AWS is down: Why the sky is falling
Amazon Web Services, "the cloud" to many people, has had a significant issue in one of their datacenters since about 1AM Pacific time April 21st. Some huge websites (reddit, quora, foursquare) are all down or significantly impacted. I've seen a lot of misinformation which suggests that this is all purely due to the laziness of the affected sites' engineers, but that isn't the case. Here's why:
AWS has two concepts that relate to availability - Regions and Availability Zones. They have five Regions - two in the US (one east coast, one west coast), one in Europe (Ireland), and two in Asia (Tokyo, Singapore). Each region has within it multiple "Availability Zones" (AZs), which are supposed to be isolated so that they have no single point of failure less than a natural disaster or something of that magnitude. AWS says that by "launching instances in separate Availability Zones, you can protect your applications from failure of a single location". It's not clear whether 'location' means separate datacenters or separate floors/areas of a single datacenter, but it doesn't really matter - the point is that AZs should fail independently until a catastrophic failure occurs. [Update below: it seems likely that they are in fact separate datacenters]
AZs also offer "inexpensive, low latency network connectivity to other Availability Zones in the same Region". Inter-Region transfer, on the other hand, goes over the public internet, and is comparatively expensive, slow and unreliable.
These are the "rules of the game". So if you're playing the AWS game and setting up a master/slave MySQL database (to take a highly pertinent example), what you do is you put the master and the slave in the same Region, but make sure they're in different Availability Zones. You don't normally put them in separate Regions, otherwise you have to cross the expensive, slow and unreliable links between Regions, and you'll likely have more problems trying to keep your databases in sync. You are at risk e.g. if a hurricane hits the eastern seaboard and destroys the datacenter, but short of that you should be OK - as long as AWS does what they promised.
So (finally) we come to the problem. This morning, multiple availability zones failed in the us-east region. AWS broke their promises on the failure scenarios for Availability Zones. It means that AWS have a common single point of failure (assuming it wasn't a winning-the-lottery-while-being-hit-by-a-meteor-odds coincidence). The sites that are down were correctly designing to the 'contract'; the problem is that AWS didn't follow their own specifications. Whether that happened through incompetence or dishonesty or something a lot more forgivable entirely, we simply don't know at this point. But the engineers at quora, foursquare and reddit are very competent, and it's wrong to point the blame in that direction.
Of course it's possible to protect against a catastrophic failure (multiple AZs), but for most businesses the additional expense and engineering effort isn't worth it (or may even be counterproductive by introducing additional complexity). I'm sure all the sites that are down have backups they could go to.

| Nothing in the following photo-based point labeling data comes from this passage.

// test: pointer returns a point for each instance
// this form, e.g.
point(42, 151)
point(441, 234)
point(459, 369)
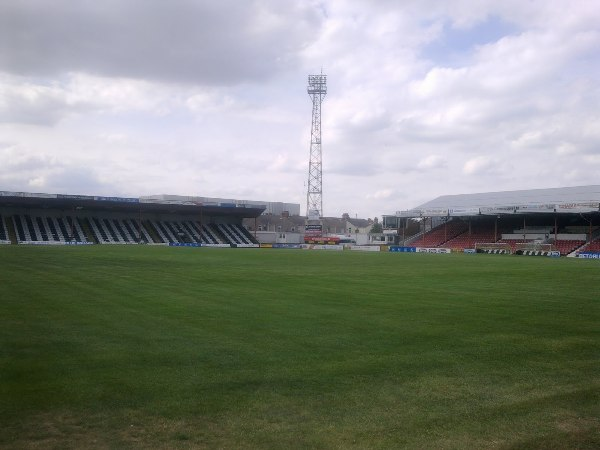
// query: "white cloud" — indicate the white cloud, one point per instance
point(210, 99)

The problem is that bringing them online is likely complicated and risky - in practice you have to move everything to the new region, because otherwise the latency between your machines is too big. AWS has made this particularly complicated: the different regions have different features available, different AMI ids, I think reserved instances can't be moved between datacenters - in reality failover between regions is not realistic. It's probably as much work as failover to a completely different cloud, which is probably a better disaster recovery policy anyway. For all we know quora started the process the minute AWS had an issue and are still working on it - it could easily be a whole-day process. Perhaps they would have started that process had AWS communicated at the start that it would have been such a big outage, but AWS communication is - frankly - abysmal other than their PR.

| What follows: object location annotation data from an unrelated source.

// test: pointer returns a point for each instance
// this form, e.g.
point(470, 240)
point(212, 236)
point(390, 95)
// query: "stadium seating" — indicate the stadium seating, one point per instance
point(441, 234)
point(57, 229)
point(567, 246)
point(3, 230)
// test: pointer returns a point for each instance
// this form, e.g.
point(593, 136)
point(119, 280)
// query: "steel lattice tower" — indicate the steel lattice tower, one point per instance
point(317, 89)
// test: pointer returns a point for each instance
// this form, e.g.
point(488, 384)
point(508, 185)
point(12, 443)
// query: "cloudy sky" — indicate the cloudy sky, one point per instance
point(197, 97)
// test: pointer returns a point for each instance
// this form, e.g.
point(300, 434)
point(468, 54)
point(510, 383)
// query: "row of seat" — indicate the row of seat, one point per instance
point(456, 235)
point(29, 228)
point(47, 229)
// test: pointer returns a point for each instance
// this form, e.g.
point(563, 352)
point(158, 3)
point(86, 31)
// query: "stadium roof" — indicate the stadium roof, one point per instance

So - in short - the blame here lies squarely with AWS, who 'guaranteed' a contract they then broke. Mistakes happen, but the mistake here was an AWS mistake.
Nor was this a failure of "the cloud". It does show the importance of choosing your cloud provider carefully. I think many people will be reasssesing their choice of AWS.
A few other tidbits:
- The reason so many websites are in us-east is because that's where the new features get rolled out first. It's also the cheapest. It's also probably best located in terms of many website's traffic (good performance for the North America, reasonable performance for Europe)
- The actual failure was due to EBS (persistent disks), which have been a disaster in terms of reliability since their introduction. But that's a whole different blog post!
- An EBS volume can only be in one AZ, and can only be used from that AZ. RDS seems to use a private API that lets EBS volumes be in multiple AZs, but those aren't available to anyone competing with RDS (hmmm... a Seattle company using private APIs to gain competitive advantage - haven't we been here before?)
__________________________________________________________________________
Update: 'js2' on hackernews pointed out that the EC2 FAQ offers a stronger guarantee:
"Each availability zone runs on its own physically distinct, independent infrastructure, and is engineered to be highly reliable. Common points of failures like generators and cooling equipment are not shared across Availability Zones. Additionally, they are physically separate, such that even extremely uncommon disasters such as fires, tornados or flooding would only affect a single Availability Zone." http://aws.amazon.com/ec2/faqs/#How_isolated_are_Availability_Zones_from_one_another
So it sounds like AZs are, in fact, separate datacenters and not just separate floors / rooms. That makes multi-AZ failure even less acceptable.
Also, I used the word "contract" above, but I meant it in the technical sense, not the legal sense. The legal contract is the SLA, which I consider relatively worthless. Engineers designed to the AWS technical 'guarantees', but a multi-AZ failure shouldn't happen if AWS is upholding their end of the 'bargain'